Texte introductif au débat du Café-Philo de Poissy le 11 mars 2010 au restaurant "La Mamma" à 20h30

 

Dans les démocraties occidentales, le discours politique s’est construit tout au long de l’histoire selon les codes de la rhétorique grecque d’abord, puis latine. A travers ce discours, se déploie la parole politique, outil privilégié d’accès au pouvoir. C’est par la parole –mais pas seulement, le langage non-verbal étant d’une très grande importance- que l’homme politique convainc et emporte l’adhésion de ses électeurs. Mais à l’intérieur de ce champ, chaque parti politique construit un discours spécifique basé sur l’idéologie qu’il entend servir. D’où cette fameuse « langue de bois » qui permet d’éluder les questions embarrassantes, de parler pour ne rien dire, ou de flatter à peu de frais le futur électeur. Il existe d’ailleurs un générateur de langue de bois à l’ENA. Cela conduit parfois à des syllogismes ou à l’absurde … Le discours politique s’articule selon quelques grands principes et rares sont les hommes politiques qui y dérogent.

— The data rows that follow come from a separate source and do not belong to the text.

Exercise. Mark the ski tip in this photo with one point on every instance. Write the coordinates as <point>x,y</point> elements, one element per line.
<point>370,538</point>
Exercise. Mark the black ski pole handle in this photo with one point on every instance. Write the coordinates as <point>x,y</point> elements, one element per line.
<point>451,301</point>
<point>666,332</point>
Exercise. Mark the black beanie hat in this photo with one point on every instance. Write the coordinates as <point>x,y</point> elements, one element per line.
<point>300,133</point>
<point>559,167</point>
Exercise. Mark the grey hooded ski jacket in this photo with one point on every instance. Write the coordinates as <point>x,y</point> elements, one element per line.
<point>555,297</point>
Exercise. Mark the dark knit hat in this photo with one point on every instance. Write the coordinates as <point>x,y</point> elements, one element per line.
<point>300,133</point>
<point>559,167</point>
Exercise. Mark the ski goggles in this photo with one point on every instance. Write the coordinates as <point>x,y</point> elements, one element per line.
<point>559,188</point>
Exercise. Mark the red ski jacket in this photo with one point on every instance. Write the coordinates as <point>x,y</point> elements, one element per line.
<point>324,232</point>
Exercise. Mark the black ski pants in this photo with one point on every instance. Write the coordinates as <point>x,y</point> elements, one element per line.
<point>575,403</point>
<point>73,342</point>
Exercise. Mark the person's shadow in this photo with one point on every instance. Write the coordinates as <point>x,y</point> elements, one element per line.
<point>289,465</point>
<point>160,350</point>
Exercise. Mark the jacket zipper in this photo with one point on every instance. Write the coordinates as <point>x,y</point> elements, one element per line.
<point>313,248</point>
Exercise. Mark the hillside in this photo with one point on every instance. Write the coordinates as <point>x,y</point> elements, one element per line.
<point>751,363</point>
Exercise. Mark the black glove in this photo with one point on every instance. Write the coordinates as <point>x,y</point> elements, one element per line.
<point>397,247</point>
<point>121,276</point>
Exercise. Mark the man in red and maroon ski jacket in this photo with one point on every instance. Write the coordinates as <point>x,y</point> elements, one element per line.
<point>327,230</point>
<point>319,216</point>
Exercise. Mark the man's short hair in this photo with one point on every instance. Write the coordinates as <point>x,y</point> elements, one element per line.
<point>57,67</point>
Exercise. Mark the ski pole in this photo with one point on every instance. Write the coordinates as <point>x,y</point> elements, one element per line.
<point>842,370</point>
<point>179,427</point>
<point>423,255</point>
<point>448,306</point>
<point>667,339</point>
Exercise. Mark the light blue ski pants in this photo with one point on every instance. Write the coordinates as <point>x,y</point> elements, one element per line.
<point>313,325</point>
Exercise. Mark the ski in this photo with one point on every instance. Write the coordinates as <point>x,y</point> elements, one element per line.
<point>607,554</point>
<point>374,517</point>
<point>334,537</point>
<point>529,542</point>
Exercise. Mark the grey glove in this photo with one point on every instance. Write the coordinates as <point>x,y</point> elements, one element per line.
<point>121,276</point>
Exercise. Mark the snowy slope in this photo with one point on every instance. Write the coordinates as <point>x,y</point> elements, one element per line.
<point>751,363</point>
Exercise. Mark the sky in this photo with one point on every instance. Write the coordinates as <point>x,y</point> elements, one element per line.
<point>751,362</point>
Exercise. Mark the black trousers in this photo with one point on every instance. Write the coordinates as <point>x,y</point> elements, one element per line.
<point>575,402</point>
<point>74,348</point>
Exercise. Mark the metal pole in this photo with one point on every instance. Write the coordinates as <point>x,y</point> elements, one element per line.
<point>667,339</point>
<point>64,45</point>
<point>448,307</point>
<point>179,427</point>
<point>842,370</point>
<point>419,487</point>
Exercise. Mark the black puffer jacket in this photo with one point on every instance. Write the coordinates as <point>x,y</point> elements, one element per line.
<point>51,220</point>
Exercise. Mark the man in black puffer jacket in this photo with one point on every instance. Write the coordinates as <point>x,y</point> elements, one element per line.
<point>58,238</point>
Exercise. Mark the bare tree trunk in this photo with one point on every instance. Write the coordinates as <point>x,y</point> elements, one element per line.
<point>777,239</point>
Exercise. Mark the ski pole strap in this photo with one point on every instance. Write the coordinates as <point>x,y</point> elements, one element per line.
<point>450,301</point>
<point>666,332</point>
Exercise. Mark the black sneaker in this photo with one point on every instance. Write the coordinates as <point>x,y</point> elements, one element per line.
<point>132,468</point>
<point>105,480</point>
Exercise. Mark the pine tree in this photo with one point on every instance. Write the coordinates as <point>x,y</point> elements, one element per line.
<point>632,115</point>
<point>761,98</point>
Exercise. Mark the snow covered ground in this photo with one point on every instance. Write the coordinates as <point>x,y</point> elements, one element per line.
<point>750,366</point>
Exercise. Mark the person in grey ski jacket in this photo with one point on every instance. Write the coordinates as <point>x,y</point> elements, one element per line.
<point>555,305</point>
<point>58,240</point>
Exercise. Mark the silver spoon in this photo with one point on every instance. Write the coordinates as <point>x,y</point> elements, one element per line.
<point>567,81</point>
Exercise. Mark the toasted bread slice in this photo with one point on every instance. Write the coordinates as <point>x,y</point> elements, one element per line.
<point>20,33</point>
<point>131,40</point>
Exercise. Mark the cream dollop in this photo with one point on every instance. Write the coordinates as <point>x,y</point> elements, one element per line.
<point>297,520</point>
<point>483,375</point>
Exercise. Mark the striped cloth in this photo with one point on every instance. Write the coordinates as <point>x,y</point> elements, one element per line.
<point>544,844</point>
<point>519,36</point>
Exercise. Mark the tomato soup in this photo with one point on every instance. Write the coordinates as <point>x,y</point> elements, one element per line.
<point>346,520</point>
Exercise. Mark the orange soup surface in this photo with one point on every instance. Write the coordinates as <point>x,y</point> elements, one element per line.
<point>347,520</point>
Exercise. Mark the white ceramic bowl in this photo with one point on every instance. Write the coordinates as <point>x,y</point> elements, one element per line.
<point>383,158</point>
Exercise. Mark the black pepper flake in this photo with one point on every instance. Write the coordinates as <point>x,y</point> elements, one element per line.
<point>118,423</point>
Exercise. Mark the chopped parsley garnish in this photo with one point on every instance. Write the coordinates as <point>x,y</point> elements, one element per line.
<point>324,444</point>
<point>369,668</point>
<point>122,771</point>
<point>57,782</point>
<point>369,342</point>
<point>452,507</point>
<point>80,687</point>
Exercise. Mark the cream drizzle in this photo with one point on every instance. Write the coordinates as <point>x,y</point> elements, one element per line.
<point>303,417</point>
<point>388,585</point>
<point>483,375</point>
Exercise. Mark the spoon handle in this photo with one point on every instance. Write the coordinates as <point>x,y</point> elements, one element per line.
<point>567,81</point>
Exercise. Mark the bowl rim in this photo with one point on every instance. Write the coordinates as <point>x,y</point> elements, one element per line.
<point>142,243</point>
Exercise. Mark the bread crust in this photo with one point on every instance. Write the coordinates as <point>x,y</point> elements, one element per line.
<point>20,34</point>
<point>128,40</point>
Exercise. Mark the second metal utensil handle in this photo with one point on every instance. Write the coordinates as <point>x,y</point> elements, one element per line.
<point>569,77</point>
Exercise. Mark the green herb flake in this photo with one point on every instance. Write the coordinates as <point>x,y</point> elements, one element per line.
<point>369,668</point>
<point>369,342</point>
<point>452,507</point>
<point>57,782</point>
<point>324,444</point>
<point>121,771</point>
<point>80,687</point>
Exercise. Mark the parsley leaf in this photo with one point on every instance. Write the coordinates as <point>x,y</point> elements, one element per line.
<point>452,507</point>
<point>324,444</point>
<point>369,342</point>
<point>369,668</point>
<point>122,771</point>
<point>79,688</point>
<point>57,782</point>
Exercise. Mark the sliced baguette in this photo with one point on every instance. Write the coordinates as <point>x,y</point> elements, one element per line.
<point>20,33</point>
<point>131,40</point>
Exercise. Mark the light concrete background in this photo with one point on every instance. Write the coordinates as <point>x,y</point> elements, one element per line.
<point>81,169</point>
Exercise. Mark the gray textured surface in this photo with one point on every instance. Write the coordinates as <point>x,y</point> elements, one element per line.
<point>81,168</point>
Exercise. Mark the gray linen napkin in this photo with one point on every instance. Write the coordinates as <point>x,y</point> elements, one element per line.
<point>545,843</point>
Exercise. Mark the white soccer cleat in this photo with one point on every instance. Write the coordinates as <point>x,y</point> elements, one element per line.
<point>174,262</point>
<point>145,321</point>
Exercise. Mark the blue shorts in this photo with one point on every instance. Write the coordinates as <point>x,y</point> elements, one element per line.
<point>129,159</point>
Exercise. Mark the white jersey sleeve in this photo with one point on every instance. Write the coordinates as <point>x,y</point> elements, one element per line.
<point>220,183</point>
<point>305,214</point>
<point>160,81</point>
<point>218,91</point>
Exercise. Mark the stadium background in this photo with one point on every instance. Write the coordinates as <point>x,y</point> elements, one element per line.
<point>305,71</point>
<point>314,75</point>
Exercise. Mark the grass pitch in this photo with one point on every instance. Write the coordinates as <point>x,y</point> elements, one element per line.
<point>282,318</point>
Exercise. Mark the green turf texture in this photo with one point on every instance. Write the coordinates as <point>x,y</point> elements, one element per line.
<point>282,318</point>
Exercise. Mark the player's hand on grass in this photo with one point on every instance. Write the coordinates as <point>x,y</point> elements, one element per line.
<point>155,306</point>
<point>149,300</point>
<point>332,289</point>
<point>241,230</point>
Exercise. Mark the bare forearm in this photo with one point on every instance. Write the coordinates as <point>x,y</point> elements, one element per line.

         C’est d’ailleurs une des principales fonctions du langage : argumenter et convaincre. Le langage n’est pas le simple véhicule d’un ensemble d’informations mais un acte de nature « intrinsèquement culturelle et sociale » qui est lié au pouvoir que donne le statut social à celui qui parle.  C’est ainsi que le langage s’inscrit dans des relations sociales permettant au locuteur, c’est-à-dire à celui qui parle, d’avoir, par sa parole, « un certain pouvoir sur ses interlocuteurs ». Celui qui parle y est autorisé, et en prenant la parole, il exerce un certain pouvoir de s’exprimer et de faire entendre ses idées –ce qui n’est pas donné à tout le monde.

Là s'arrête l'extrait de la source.